I've been part of an interesting conversation on one my good friend's Facebook page regarding personal salvation and the Kingdom of God.  Essentially, my friend was eschewing the audacity of many folks who will make a statement such as, "If he/she were a 'real' Christian...."  and how arrogant that kind of statement makes.  (Another one that chaps my khakis is:  "I tell you out of Christian love...." which then somehow enables and excuses the person to be a complete jerk and hide behind their "faith".)

I made the comment that my salvation is between me and God, no one else.  Succinct but not entailing my complete developing theological perspective.  The discussion then entailed further how American society has placed an over-abundance upon personal salvation with the neglect of the community of faith and the Kingdom of God.  I'm of the opinion that salvation is still personal, and part of the "fruit" of personal salvation involves partaking in Kingdom of God and the ever-present community of faith.  There is the personal aspect and, to an extent, it should be tempered with the community and vice-versa.

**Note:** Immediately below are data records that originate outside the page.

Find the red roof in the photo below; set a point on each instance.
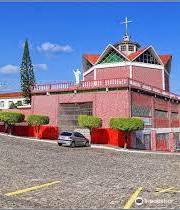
(165, 58)
(135, 54)
(92, 58)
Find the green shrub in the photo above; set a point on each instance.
(12, 105)
(127, 124)
(10, 119)
(37, 120)
(89, 121)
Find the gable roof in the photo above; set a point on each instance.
(92, 58)
(106, 50)
(165, 58)
(136, 54)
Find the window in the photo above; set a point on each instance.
(147, 57)
(174, 115)
(1, 103)
(112, 57)
(131, 48)
(123, 48)
(161, 114)
(141, 111)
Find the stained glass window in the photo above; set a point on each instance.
(112, 57)
(147, 57)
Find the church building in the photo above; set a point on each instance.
(124, 80)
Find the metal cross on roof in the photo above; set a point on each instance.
(126, 24)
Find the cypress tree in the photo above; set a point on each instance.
(26, 73)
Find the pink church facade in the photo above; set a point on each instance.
(123, 81)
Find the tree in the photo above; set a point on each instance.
(10, 119)
(126, 124)
(27, 73)
(37, 120)
(89, 121)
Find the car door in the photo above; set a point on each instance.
(77, 139)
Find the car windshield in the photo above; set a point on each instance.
(66, 134)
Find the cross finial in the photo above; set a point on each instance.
(126, 25)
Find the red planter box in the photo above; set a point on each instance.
(109, 136)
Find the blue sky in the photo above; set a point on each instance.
(77, 28)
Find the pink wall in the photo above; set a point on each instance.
(148, 75)
(105, 104)
(89, 77)
(112, 72)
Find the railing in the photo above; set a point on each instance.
(107, 83)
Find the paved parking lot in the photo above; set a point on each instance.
(57, 177)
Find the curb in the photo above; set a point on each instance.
(95, 146)
(30, 139)
(133, 151)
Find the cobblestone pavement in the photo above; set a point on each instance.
(89, 178)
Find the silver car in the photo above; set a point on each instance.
(72, 139)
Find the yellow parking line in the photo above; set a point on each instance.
(132, 198)
(31, 188)
(160, 190)
(171, 189)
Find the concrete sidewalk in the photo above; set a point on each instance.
(96, 146)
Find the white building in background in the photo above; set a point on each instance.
(6, 99)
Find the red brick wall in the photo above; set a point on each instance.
(141, 100)
(105, 104)
(112, 72)
(166, 78)
(89, 77)
(148, 75)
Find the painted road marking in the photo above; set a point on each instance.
(161, 190)
(132, 198)
(31, 188)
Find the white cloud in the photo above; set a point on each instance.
(48, 47)
(9, 69)
(42, 66)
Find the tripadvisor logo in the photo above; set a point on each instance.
(139, 201)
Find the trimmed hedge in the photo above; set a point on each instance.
(11, 118)
(127, 124)
(89, 121)
(37, 120)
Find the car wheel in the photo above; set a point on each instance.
(87, 144)
(73, 144)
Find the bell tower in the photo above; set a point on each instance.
(127, 46)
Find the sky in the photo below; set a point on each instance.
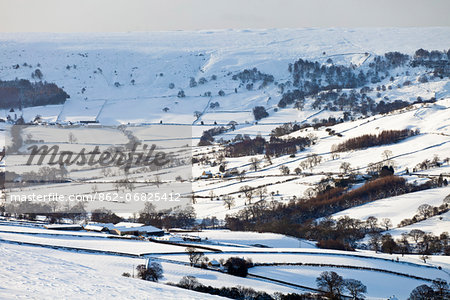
(159, 15)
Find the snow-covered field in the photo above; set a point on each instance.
(137, 80)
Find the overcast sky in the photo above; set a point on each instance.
(149, 15)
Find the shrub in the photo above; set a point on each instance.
(237, 266)
(260, 112)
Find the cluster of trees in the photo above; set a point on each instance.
(423, 243)
(288, 218)
(22, 93)
(385, 137)
(274, 147)
(312, 77)
(152, 272)
(333, 286)
(277, 146)
(238, 292)
(290, 97)
(438, 60)
(208, 135)
(253, 76)
(259, 112)
(433, 163)
(325, 81)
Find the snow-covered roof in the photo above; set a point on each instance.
(147, 228)
(63, 226)
(128, 224)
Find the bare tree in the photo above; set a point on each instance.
(194, 256)
(387, 223)
(248, 192)
(345, 167)
(416, 234)
(261, 192)
(228, 201)
(331, 283)
(356, 288)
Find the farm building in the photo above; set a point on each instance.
(99, 227)
(125, 228)
(74, 227)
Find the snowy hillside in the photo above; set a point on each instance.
(290, 152)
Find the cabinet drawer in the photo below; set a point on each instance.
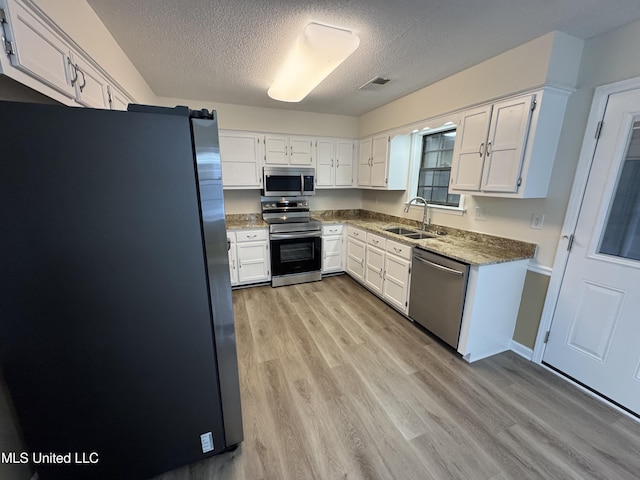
(357, 233)
(376, 240)
(332, 230)
(251, 235)
(399, 249)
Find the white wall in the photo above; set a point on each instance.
(275, 120)
(553, 59)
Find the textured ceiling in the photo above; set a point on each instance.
(229, 50)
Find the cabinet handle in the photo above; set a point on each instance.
(84, 80)
(75, 72)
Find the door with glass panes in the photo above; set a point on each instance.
(595, 334)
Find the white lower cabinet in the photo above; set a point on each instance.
(374, 272)
(397, 275)
(233, 258)
(356, 252)
(332, 249)
(382, 265)
(249, 260)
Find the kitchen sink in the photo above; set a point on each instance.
(413, 234)
(419, 235)
(400, 231)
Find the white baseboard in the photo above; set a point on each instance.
(521, 350)
(541, 269)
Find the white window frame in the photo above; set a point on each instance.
(427, 127)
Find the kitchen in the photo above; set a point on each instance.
(550, 59)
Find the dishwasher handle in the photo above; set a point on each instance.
(439, 267)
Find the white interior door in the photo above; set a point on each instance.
(595, 334)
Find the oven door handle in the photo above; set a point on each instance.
(287, 236)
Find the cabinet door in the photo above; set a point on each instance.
(364, 162)
(506, 144)
(300, 151)
(240, 159)
(38, 51)
(233, 267)
(252, 262)
(374, 271)
(469, 149)
(276, 149)
(325, 162)
(355, 258)
(379, 157)
(396, 281)
(91, 87)
(332, 253)
(345, 152)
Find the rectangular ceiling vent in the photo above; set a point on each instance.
(374, 83)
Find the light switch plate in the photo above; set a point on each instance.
(481, 213)
(537, 220)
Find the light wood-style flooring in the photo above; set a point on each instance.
(336, 384)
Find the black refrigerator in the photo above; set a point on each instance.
(117, 337)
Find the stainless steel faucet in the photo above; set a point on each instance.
(416, 201)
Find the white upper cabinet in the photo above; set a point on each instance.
(325, 162)
(345, 157)
(288, 150)
(43, 57)
(383, 162)
(334, 162)
(37, 50)
(507, 149)
(240, 159)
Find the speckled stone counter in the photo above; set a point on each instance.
(468, 247)
(245, 220)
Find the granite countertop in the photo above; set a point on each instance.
(468, 247)
(462, 245)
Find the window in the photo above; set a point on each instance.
(435, 169)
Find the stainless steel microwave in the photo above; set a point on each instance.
(288, 181)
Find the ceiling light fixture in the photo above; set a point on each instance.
(316, 53)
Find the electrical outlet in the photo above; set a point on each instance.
(537, 220)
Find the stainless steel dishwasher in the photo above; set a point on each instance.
(438, 287)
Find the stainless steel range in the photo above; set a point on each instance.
(295, 238)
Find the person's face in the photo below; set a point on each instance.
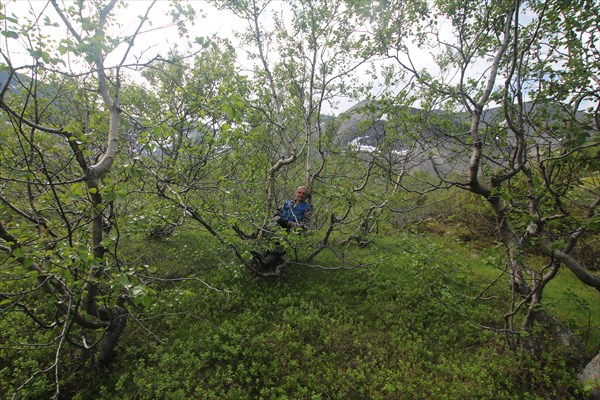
(301, 194)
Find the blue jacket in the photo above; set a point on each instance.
(295, 213)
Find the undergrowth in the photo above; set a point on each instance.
(403, 323)
(403, 327)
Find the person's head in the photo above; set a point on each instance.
(302, 193)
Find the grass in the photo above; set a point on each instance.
(401, 324)
(397, 329)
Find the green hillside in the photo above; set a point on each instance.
(404, 324)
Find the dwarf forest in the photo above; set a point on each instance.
(300, 199)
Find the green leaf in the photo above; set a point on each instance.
(10, 34)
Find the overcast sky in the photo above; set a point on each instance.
(162, 35)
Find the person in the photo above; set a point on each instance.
(295, 213)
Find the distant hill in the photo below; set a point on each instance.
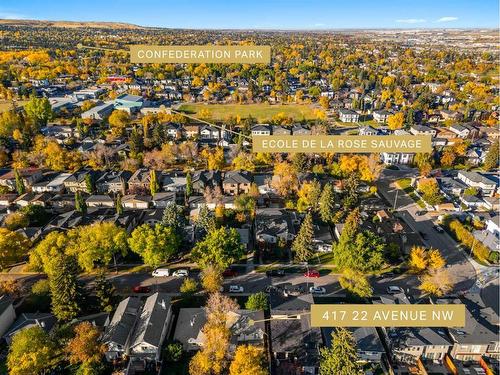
(70, 24)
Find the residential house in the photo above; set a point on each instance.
(381, 116)
(408, 344)
(7, 314)
(78, 180)
(423, 130)
(347, 115)
(136, 202)
(30, 176)
(118, 334)
(480, 336)
(151, 328)
(237, 182)
(46, 321)
(261, 129)
(477, 180)
(113, 182)
(99, 112)
(190, 322)
(100, 200)
(52, 183)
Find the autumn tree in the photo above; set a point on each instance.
(248, 359)
(85, 346)
(155, 245)
(341, 357)
(395, 121)
(356, 283)
(118, 122)
(32, 351)
(302, 245)
(220, 248)
(13, 247)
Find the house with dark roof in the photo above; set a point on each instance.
(152, 327)
(237, 182)
(481, 334)
(46, 321)
(118, 334)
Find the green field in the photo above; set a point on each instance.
(262, 112)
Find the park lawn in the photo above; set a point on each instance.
(262, 112)
(7, 104)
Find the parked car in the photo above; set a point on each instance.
(276, 273)
(311, 273)
(160, 272)
(317, 290)
(393, 289)
(141, 289)
(229, 273)
(181, 273)
(438, 229)
(235, 289)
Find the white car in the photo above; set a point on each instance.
(235, 289)
(317, 290)
(394, 289)
(160, 272)
(181, 273)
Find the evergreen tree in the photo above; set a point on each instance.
(104, 291)
(341, 357)
(80, 204)
(20, 188)
(492, 157)
(64, 289)
(327, 204)
(189, 185)
(153, 183)
(119, 206)
(302, 245)
(89, 183)
(173, 217)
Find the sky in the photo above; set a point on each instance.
(265, 14)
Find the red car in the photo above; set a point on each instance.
(141, 289)
(229, 273)
(312, 273)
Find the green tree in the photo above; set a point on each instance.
(64, 289)
(341, 357)
(80, 204)
(153, 183)
(257, 301)
(38, 110)
(104, 291)
(189, 185)
(32, 352)
(492, 157)
(356, 283)
(20, 188)
(155, 245)
(96, 244)
(89, 183)
(173, 217)
(220, 248)
(327, 204)
(302, 246)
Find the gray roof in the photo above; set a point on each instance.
(481, 322)
(122, 324)
(152, 319)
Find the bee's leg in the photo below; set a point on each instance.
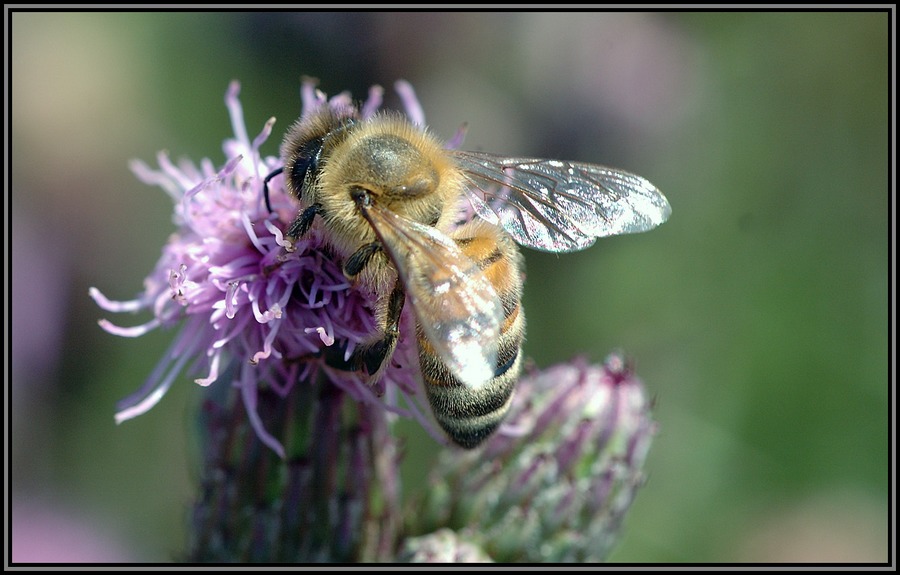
(304, 220)
(360, 258)
(373, 356)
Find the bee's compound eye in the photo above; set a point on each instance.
(361, 196)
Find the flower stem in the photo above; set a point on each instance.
(333, 499)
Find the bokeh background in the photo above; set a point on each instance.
(757, 316)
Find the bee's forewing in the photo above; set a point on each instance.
(559, 206)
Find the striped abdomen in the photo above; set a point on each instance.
(470, 415)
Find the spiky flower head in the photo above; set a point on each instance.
(554, 484)
(250, 304)
(290, 473)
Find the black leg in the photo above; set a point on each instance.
(304, 221)
(266, 187)
(372, 357)
(358, 259)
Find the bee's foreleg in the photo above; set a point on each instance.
(300, 226)
(360, 258)
(373, 356)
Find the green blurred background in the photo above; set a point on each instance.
(757, 316)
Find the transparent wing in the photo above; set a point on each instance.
(457, 307)
(559, 206)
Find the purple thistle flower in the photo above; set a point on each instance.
(242, 293)
(294, 473)
(556, 480)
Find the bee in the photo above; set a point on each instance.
(390, 198)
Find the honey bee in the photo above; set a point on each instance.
(390, 199)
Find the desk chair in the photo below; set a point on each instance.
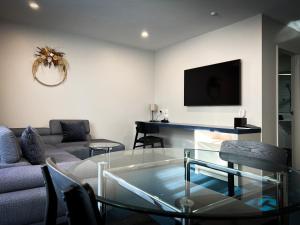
(146, 140)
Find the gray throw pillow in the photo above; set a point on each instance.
(32, 146)
(10, 151)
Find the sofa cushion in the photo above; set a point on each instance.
(32, 146)
(10, 151)
(55, 125)
(73, 132)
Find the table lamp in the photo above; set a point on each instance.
(153, 108)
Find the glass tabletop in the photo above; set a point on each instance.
(192, 183)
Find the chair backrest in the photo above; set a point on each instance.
(254, 154)
(81, 207)
(146, 128)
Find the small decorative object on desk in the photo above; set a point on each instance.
(98, 146)
(153, 109)
(241, 121)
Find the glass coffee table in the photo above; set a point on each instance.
(187, 184)
(101, 146)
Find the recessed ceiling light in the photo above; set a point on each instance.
(144, 34)
(295, 25)
(33, 5)
(213, 13)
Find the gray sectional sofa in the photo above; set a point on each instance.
(22, 191)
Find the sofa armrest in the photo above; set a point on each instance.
(20, 178)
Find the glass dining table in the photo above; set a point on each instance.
(189, 184)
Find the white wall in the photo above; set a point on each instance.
(111, 85)
(242, 40)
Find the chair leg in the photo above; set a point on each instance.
(162, 144)
(51, 199)
(135, 139)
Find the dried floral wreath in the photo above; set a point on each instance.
(50, 57)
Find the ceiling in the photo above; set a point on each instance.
(121, 21)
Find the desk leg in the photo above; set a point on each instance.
(230, 181)
(102, 186)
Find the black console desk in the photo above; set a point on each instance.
(222, 129)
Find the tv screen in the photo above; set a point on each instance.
(213, 85)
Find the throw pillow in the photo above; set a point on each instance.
(10, 151)
(73, 131)
(32, 146)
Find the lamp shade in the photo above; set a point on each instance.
(153, 107)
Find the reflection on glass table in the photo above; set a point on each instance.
(186, 183)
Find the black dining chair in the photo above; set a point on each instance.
(79, 200)
(81, 208)
(147, 140)
(254, 154)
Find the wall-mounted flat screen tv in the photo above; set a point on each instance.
(213, 85)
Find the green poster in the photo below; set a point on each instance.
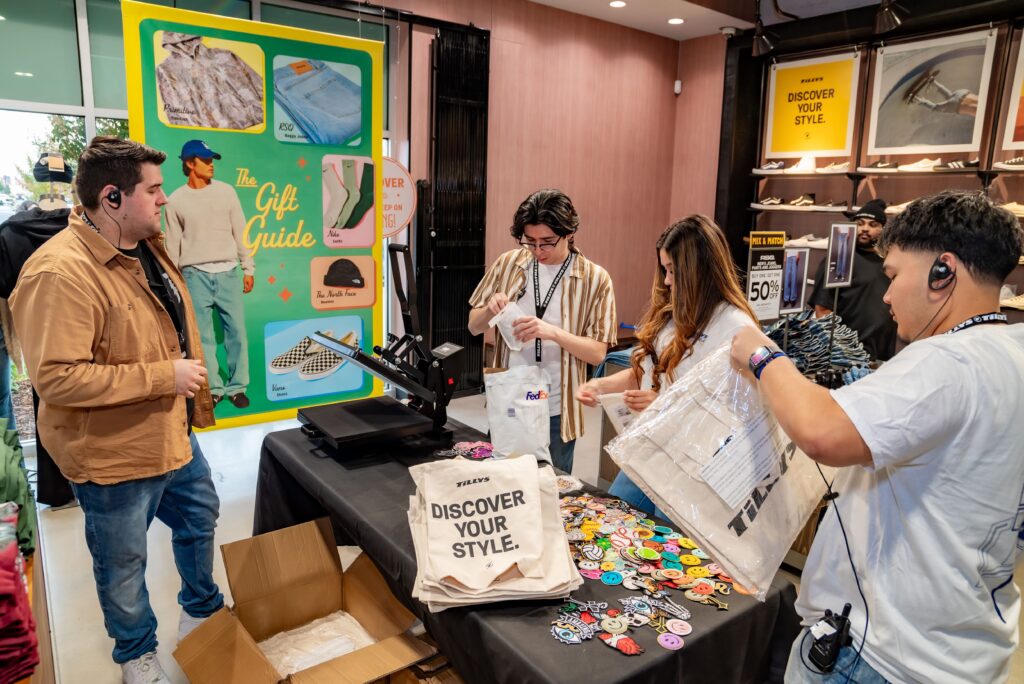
(273, 142)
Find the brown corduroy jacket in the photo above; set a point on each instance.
(100, 347)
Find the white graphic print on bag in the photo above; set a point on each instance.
(480, 522)
(759, 496)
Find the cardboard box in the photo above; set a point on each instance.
(287, 579)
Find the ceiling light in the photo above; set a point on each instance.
(889, 16)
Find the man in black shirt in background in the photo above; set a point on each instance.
(860, 305)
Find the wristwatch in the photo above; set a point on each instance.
(762, 356)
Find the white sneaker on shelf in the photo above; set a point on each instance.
(770, 168)
(143, 670)
(805, 165)
(894, 209)
(923, 165)
(186, 624)
(1018, 210)
(835, 167)
(1013, 303)
(1015, 164)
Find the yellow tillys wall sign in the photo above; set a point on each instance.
(811, 107)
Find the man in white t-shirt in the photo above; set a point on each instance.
(931, 481)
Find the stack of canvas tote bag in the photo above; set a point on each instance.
(487, 531)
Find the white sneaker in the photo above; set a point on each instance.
(770, 168)
(927, 165)
(1018, 210)
(805, 165)
(835, 167)
(1015, 164)
(186, 624)
(143, 670)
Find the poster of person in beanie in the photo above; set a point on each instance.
(206, 240)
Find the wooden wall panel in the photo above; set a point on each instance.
(583, 105)
(698, 124)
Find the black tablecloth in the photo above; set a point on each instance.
(367, 499)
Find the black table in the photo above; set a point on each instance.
(367, 499)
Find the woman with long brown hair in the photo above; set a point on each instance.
(696, 306)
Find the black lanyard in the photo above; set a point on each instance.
(543, 307)
(982, 319)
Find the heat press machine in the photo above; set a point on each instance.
(426, 376)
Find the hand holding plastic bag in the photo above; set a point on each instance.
(711, 456)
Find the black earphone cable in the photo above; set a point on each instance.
(111, 216)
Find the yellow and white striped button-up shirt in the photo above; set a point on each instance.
(588, 310)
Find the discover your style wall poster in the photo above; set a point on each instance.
(273, 140)
(811, 104)
(929, 96)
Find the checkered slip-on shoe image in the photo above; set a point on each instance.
(325, 362)
(296, 356)
(321, 365)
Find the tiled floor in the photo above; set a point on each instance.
(82, 649)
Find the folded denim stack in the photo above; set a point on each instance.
(326, 105)
(487, 530)
(808, 343)
(18, 644)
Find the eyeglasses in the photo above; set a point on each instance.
(543, 247)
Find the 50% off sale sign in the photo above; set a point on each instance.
(764, 273)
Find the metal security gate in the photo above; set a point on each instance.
(450, 250)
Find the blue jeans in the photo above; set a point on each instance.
(842, 256)
(791, 285)
(117, 517)
(220, 295)
(6, 405)
(627, 489)
(325, 104)
(848, 668)
(561, 452)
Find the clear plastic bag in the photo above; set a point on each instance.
(504, 321)
(713, 458)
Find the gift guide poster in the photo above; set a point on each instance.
(296, 117)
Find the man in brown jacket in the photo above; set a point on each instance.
(114, 351)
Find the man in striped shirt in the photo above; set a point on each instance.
(569, 306)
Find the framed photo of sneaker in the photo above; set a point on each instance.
(929, 96)
(842, 243)
(1013, 127)
(811, 107)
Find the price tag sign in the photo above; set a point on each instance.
(764, 273)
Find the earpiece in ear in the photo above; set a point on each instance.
(114, 197)
(940, 275)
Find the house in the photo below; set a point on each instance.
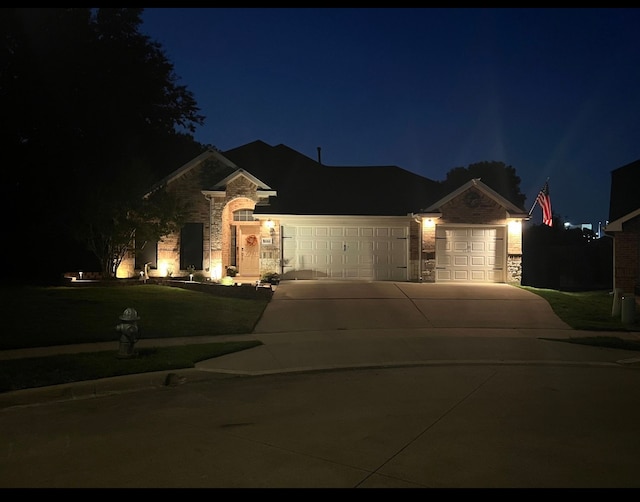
(263, 208)
(624, 227)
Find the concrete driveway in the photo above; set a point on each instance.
(338, 305)
(317, 325)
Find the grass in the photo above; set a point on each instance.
(45, 316)
(590, 311)
(585, 310)
(48, 316)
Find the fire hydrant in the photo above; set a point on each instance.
(130, 333)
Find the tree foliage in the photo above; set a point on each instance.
(93, 113)
(496, 175)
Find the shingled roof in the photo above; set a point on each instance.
(305, 186)
(624, 198)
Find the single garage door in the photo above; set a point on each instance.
(470, 254)
(345, 252)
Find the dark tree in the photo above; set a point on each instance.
(496, 175)
(93, 114)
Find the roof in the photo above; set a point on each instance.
(305, 186)
(513, 210)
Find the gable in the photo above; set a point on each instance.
(475, 195)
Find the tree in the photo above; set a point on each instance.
(496, 175)
(92, 114)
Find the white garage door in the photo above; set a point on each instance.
(345, 252)
(470, 254)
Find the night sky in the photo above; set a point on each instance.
(554, 93)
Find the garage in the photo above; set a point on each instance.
(337, 250)
(470, 254)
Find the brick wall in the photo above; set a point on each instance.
(627, 257)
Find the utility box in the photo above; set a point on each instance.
(628, 307)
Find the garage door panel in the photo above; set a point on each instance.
(478, 261)
(460, 260)
(349, 251)
(470, 254)
(461, 275)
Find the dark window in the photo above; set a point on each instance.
(191, 246)
(146, 252)
(232, 251)
(243, 215)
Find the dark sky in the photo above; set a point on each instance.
(554, 93)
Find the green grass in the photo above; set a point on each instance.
(49, 316)
(585, 310)
(35, 372)
(45, 316)
(589, 311)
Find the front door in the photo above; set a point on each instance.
(248, 250)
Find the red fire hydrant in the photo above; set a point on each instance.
(130, 333)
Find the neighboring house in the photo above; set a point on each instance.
(624, 227)
(263, 208)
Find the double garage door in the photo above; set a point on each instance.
(340, 251)
(470, 254)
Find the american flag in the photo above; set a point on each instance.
(545, 203)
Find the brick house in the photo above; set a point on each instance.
(262, 208)
(624, 227)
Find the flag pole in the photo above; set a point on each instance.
(536, 201)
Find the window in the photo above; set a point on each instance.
(146, 252)
(191, 245)
(243, 215)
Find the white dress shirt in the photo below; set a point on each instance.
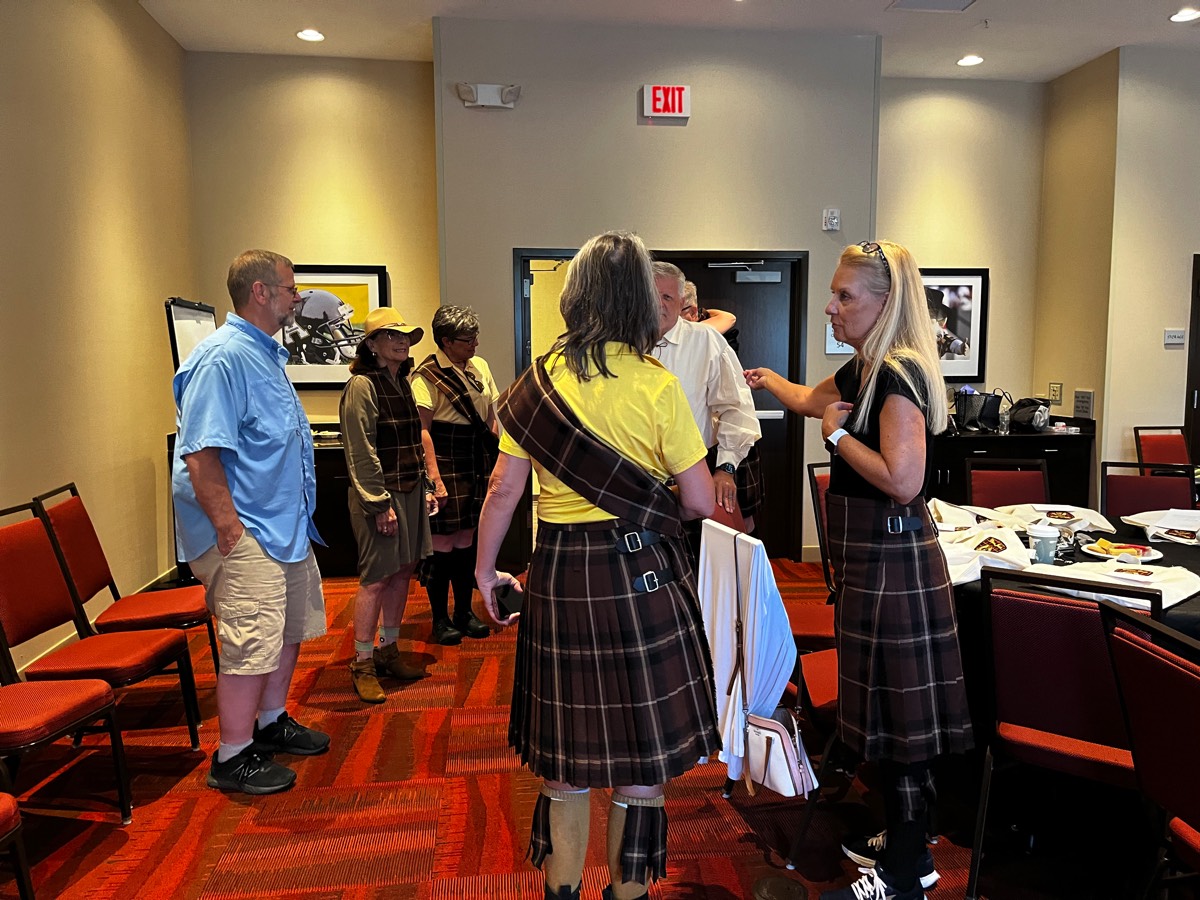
(717, 391)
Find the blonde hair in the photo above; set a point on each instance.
(901, 335)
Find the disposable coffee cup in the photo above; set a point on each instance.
(1043, 541)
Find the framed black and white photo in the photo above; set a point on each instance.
(329, 323)
(958, 312)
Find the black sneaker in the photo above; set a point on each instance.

Wednesday, January 18, 2012

Little Timmy Tebow

If you know me, you know I don't give a rip about football.  I wasn't a default TN fan b/c I'm native to the state, nor did I become a default Colts fan b/c of Peyton.  Either way, unless you've been under a rock, you know who Tim Tebow is and what "tebowing" means.  (yeah, I know I'm a bit late weighing in on the commentary, now that the furor/support has simmered down.)  At the very least Brother Tim has brought Christianity to the forefront of more people's minds than any Megachurch leader, academician, hate-filled protesting church, or end of world self-proclaimed prophet.  Whether you like the fact that he kneels down and prays or don't, you have an opinion about it; which I think is amazing for a kid who is just doing what is natural for him.  You may quote the Gospel of Matthew deriding him for not "praying in private."  You may hate that your football is now intertwined with conversations about God and religion.  Point is, with more and more pews empty on Sunday mornings, Tebow just brought his faith into the limelight.  I don't necessarily agree with all of his tenets, and really disagree with some of the arm-chair theology he has sparked, but in the end.  Tim has made us think about the nature of God, and how worshipping God, praying, and football relate to each other.